Single by Mina and Riccardo Cocciante

from the album Finalmente ho conosciuto il conte Dracula... and Il mare dei papaveri
- Language: Italian
- Released: October 1985
- Recorded: 1985
- Studio: Chipping Norton, England
- Genre: Pop
- Length: 4:12
- Label: Virgin
- Composer: Riccardo Cocciante
- Lyricist: Mogol
- Producers: Paul Buckmaster; Riccardo Cocciante;

Mina singles chronology
| "Comincia tu" (1984) | "Questione di feeling" (1985) | "Via di qua" (1986) |

Riccardo Cocciante singles chronology
| "Sulla terra io e lei" (1983) | "Questione di feeling" (1985) | "L'onda" (1986) |

Audio
- "Questione di feeling" on YouTube

= Questione di feeling =

"Questione di feeling" is a duet song recorded by Italian singers Mina and Riccardo Cocciante. The song was released as a single and anticipated Mina's album Finalmente ho conosciuto il conte Dracula... in which it is contained. Cocciante puts the track on his album Il mare dei papaveri (1985).

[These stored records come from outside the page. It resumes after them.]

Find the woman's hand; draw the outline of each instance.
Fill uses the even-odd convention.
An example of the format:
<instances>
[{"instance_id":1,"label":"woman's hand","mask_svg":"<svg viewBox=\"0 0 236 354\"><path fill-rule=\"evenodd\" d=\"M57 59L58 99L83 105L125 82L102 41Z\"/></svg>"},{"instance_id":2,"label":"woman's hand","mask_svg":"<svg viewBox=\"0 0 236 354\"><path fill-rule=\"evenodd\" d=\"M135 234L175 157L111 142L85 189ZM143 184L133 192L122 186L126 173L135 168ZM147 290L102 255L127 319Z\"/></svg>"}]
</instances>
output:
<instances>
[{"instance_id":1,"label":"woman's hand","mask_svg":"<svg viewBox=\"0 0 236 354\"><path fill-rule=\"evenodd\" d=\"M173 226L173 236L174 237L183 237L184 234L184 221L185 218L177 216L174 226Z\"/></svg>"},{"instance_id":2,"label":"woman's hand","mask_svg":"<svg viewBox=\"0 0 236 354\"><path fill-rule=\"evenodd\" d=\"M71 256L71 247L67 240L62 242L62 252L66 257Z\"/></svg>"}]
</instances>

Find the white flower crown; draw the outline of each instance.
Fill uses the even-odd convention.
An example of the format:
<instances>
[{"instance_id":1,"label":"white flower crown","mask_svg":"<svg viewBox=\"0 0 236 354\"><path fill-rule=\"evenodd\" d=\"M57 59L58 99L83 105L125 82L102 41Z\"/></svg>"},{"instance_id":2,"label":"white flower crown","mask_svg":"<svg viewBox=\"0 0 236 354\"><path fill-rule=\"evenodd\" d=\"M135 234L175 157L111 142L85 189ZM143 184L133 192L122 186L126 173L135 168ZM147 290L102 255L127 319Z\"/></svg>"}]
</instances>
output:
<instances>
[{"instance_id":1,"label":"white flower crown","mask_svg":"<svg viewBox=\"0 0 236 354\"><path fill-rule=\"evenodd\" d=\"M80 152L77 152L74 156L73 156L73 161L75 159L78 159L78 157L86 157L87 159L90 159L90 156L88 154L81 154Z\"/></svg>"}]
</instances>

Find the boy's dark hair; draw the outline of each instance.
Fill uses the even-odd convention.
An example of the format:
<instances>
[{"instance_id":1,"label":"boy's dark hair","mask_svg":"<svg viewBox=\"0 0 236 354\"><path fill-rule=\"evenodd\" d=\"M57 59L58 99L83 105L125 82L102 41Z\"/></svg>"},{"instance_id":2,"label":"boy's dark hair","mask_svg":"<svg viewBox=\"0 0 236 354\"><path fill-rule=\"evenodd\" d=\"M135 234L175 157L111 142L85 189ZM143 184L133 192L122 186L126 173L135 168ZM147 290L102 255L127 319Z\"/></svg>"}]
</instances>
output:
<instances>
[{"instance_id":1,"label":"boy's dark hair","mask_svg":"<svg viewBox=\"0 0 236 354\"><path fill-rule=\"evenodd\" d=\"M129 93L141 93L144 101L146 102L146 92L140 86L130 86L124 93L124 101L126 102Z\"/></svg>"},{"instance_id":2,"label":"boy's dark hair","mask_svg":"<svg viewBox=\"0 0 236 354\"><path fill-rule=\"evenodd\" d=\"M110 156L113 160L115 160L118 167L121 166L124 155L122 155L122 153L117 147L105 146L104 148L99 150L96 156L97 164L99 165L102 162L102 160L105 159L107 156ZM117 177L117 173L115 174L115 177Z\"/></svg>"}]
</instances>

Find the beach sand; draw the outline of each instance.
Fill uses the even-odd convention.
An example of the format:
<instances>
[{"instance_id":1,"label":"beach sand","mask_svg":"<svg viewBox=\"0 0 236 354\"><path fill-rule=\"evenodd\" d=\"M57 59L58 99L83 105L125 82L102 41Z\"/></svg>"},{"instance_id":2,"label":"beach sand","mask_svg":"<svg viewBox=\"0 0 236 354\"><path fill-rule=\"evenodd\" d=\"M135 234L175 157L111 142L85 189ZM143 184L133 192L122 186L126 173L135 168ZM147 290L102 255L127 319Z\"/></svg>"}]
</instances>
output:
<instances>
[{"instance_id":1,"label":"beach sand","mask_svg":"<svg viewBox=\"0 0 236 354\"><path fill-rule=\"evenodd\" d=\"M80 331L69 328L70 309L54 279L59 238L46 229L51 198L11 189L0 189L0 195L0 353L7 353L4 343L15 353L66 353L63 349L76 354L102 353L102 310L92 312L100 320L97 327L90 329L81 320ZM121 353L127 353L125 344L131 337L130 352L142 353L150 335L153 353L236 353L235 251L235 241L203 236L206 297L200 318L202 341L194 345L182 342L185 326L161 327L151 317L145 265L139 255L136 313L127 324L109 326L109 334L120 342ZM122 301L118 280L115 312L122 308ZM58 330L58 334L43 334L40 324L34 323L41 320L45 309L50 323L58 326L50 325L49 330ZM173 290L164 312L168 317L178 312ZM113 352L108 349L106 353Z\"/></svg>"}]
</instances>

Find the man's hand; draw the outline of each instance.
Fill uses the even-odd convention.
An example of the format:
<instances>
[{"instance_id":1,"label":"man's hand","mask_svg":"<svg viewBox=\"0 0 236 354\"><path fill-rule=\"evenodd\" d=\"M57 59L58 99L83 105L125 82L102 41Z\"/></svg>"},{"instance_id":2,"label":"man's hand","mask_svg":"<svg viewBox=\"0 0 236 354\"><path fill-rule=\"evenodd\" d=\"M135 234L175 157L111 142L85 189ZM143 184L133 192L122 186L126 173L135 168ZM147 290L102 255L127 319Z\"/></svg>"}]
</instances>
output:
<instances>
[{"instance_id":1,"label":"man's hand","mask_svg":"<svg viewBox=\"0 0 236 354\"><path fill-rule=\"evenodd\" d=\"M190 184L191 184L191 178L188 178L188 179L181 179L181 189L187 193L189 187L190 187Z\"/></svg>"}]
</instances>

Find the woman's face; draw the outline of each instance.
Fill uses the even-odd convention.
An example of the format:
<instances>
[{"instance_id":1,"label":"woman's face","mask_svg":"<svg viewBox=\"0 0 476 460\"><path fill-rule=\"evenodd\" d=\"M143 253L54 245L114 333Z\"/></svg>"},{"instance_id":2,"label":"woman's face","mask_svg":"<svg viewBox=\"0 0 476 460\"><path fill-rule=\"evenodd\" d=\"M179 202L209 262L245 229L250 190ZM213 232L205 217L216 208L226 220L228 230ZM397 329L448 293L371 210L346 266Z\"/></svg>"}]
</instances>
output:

It was also used as the theme song of the Mike Bongiorno's TV show Pentatlon.

==Overview==
The song was written by Mogol and Cocciante. According to Cocciante, the process of creating the song was difficult. Mina liked the song itself, but due to the fact that they could not find the key to the performance, she abruptly began to refuse to record. Nevertheless, Cocciante persuades Mina to try to perform another version of the song in a new way, but Mina declares that she will not sing like that. In the end, she succumbs to persuasion and tries to record a piece that she really likes and she agrees to record the whole song. The recording took place in England at Chipping Norton Recording Studios with the participation of the musician Paul Buckmaster.

==Critical reception==
Giulia Ciavarelli from TV Sorrisi e Canzoni called this song the pearl of Italian music.

==Personnel==
- Mina – vocals
- Riccardo Cocciante – arrangement, music, production, vocals
- Paul Buckmaster – arrangement, production
- Mogol – lyrics
- Piero Mannucci – mastering
- Massimiliano Pani – guitar
- Mario Robbiani – keyboards
- Giorgio Cocilovo – guitar
- Paolo Gianolio – guitar
- Marco Rinalduzzi – guitar, synthesizer
- Bruno De Filippi – harmonica
- Riccardo Biseo – keyboards

Credits are adapted from the single's and album's (Finalmente ho conosciuto il conte Dracula...) liner notes.

==Charts==

Chart performance for "Questione di feeling"
| Chart (1985) | Peak position |
|---|---|
| Italy (Billboard) | 2 |
| Italy (Musica e dischi) | 2 |

==Cover versions==
- In 1985, Cocciante recorded a French version of the song, "Question de feeling", in a duet with Fabienne Thibeault.
- In 1986, Italian singer Loretta Goggi performed a parody version of the song.
- The song was also later recorded by Mina in 2007 in Spanish as a duet with Tiziano Ferro for the album Todavía.